I particularly like the scene where Charlton Heston as the Commissioner is speaking to Jamie Foxx as a new player about the blood and guts of football, all the while Heston's 1959 movie "Ben-Hur" is playing on his VCR. It is the famous chariot race, and you can make the analogy of Heston's lecture on football to the gladiators of that day. It is interesting to see the cuts between Heston in 1959 and 1999, without the actor acknowledging that is himself on screen, once playing a character with the same bravado as the one to whom he is speaking at present. That sticks in my mind as one of the cleverest and most ingenious bit of film-making that I have seen in ages.

Rating: 5 stars
Summary: Lots of Action
Review: This movie was awesome in my opinion. It had tons of action and it should go down as one of the best football films ever created but i am going to admitt that it could be turned into a better film but i am not a director so what the heck would i know. I give it five and you should deffinently buy this into hard hitting and contact movies

Rating: 5 stars
Summary: A hard hitting action movie
Review: Yes, action movie. Sure, the movie is set in the world of pro football, but it comes off as more of an action flick than a sports show. It's very hard hitting with a very loud pulse. Loud, thumping music fills your ears throughout, and the story is full of hard-hitting (pun intended) characters. A very in your face type of movie.
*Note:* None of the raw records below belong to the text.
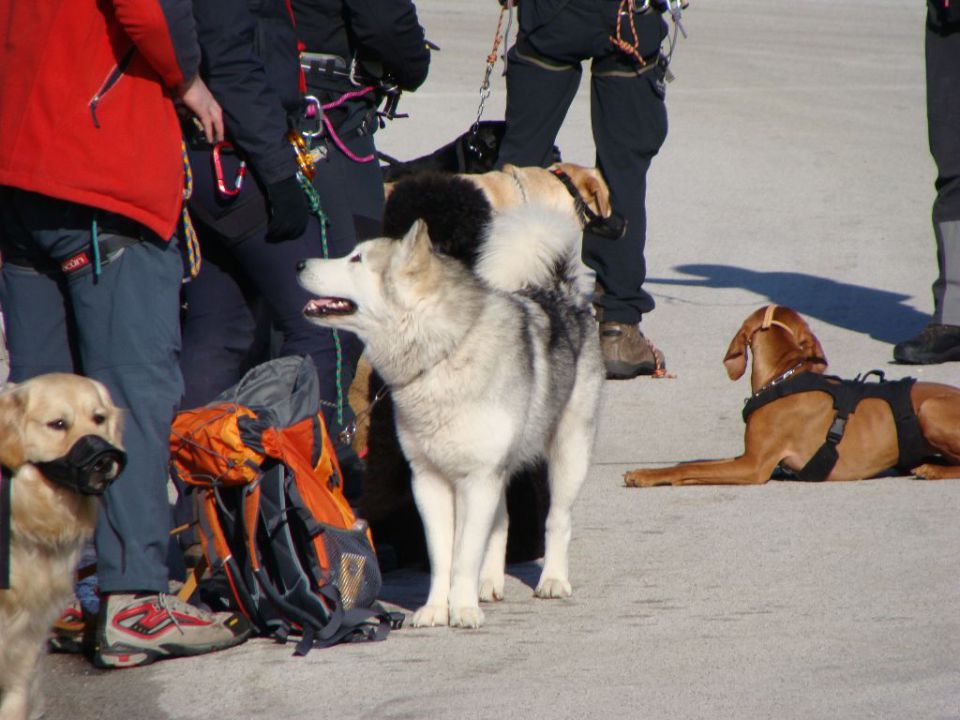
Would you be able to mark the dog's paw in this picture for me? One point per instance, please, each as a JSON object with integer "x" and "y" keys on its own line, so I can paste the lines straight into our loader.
{"x": 491, "y": 589}
{"x": 430, "y": 616}
{"x": 642, "y": 478}
{"x": 470, "y": 616}
{"x": 553, "y": 588}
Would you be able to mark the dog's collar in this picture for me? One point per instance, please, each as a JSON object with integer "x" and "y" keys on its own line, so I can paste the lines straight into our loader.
{"x": 6, "y": 517}
{"x": 516, "y": 179}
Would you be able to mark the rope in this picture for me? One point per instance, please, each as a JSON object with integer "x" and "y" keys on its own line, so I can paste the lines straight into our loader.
{"x": 189, "y": 233}
{"x": 491, "y": 61}
{"x": 313, "y": 201}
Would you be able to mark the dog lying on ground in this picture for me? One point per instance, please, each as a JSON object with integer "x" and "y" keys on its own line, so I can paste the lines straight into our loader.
{"x": 490, "y": 366}
{"x": 59, "y": 448}
{"x": 822, "y": 432}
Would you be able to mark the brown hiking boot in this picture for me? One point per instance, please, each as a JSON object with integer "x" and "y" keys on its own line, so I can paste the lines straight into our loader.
{"x": 627, "y": 353}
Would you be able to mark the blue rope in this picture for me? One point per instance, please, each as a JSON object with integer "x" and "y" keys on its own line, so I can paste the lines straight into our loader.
{"x": 313, "y": 201}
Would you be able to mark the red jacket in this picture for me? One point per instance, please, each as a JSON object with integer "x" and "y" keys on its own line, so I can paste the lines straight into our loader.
{"x": 122, "y": 152}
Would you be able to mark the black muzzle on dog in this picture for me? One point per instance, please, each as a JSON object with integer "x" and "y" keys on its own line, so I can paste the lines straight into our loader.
{"x": 88, "y": 468}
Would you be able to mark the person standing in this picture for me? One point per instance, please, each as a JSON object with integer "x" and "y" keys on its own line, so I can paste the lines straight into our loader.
{"x": 91, "y": 184}
{"x": 629, "y": 118}
{"x": 940, "y": 340}
{"x": 251, "y": 218}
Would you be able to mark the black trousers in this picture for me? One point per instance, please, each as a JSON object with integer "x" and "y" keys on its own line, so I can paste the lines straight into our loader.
{"x": 943, "y": 121}
{"x": 120, "y": 327}
{"x": 629, "y": 120}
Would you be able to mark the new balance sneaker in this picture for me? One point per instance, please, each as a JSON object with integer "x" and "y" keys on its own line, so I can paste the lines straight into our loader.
{"x": 135, "y": 630}
{"x": 934, "y": 344}
{"x": 71, "y": 632}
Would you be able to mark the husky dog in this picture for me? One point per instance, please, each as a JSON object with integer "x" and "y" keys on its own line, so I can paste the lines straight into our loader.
{"x": 489, "y": 370}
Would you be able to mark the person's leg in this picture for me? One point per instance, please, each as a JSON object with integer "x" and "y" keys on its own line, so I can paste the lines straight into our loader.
{"x": 33, "y": 296}
{"x": 940, "y": 340}
{"x": 538, "y": 97}
{"x": 218, "y": 324}
{"x": 943, "y": 108}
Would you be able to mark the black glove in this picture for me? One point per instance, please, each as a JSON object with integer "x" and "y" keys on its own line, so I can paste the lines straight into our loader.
{"x": 289, "y": 211}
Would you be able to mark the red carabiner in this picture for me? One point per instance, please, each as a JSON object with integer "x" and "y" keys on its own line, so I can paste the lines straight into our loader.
{"x": 218, "y": 170}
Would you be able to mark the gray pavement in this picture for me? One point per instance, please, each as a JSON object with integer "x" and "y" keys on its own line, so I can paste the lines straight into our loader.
{"x": 796, "y": 172}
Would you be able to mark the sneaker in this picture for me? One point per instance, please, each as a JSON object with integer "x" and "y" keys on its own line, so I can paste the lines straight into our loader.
{"x": 138, "y": 629}
{"x": 627, "y": 352}
{"x": 934, "y": 344}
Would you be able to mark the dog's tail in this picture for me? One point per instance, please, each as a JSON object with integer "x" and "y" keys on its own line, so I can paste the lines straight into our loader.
{"x": 532, "y": 246}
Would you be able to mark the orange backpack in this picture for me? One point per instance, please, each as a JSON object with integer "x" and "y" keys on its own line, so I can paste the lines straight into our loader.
{"x": 271, "y": 514}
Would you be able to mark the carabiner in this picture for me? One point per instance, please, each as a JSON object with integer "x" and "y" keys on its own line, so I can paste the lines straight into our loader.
{"x": 218, "y": 170}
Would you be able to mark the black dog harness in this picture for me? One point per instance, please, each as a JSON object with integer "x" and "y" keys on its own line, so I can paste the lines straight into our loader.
{"x": 611, "y": 228}
{"x": 847, "y": 394}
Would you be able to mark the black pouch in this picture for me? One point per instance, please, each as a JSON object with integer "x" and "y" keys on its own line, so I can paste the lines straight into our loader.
{"x": 944, "y": 15}
{"x": 234, "y": 217}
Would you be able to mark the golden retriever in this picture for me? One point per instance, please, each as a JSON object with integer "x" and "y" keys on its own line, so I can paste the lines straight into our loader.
{"x": 40, "y": 421}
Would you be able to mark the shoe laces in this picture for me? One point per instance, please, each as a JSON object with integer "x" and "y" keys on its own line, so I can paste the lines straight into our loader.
{"x": 163, "y": 601}
{"x": 170, "y": 603}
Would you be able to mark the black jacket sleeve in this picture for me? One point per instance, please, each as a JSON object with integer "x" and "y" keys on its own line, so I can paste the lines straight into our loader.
{"x": 251, "y": 66}
{"x": 388, "y": 31}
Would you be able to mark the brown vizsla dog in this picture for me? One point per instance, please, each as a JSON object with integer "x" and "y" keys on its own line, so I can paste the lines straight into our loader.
{"x": 792, "y": 428}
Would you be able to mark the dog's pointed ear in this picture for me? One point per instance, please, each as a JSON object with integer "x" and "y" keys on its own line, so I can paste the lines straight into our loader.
{"x": 735, "y": 361}
{"x": 417, "y": 246}
{"x": 13, "y": 404}
{"x": 115, "y": 415}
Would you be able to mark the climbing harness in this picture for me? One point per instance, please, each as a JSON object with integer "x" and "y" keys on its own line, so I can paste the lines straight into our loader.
{"x": 847, "y": 395}
{"x": 191, "y": 240}
{"x": 498, "y": 38}
{"x": 225, "y": 190}
{"x": 301, "y": 146}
I love the idea of a football movie taking the role of more of an action movie, as opposed to a football movie. I think everyone needs a bit of pure action fun every once in a while, and that's what this movie provides.

Of course, that doesn't mean you don't gain some slight care for what happens to the characters as they battle on and off the field. The aging quarterback trying to hold on to his career and family. The young quarterback fighting for his newly gained position and with his newly gained fame. The aging linebacker fighting through injury for that one last paycheck to set his family for life. The coach, on the downside of his career, fighting tooth and nail with a demanding owner.

What it all boils down to is a very fun movie that I find myself watching time and time again.

Rating: 2 stars
Summary: Waste of Talent
Review: This film had a few interesting moments, but in the end it was nothing but a raunchy, loud, sensory assault. After the first half of the movie, I'd had enough. It was unwatchable after that.

Rating: 2 stars
Summary: Too much all at once
Review: 'Any Given Sunday' is a difficult movie to watch. It has lightning-fast editing and much of the dialogue is drowned out by rock, pop, and rap music. Oliver Stone is a talented director, and their are scence which are good, but the story is a complete mess. Also, I think most people would find Cameron Diaz as the owner of a football team a little implausable.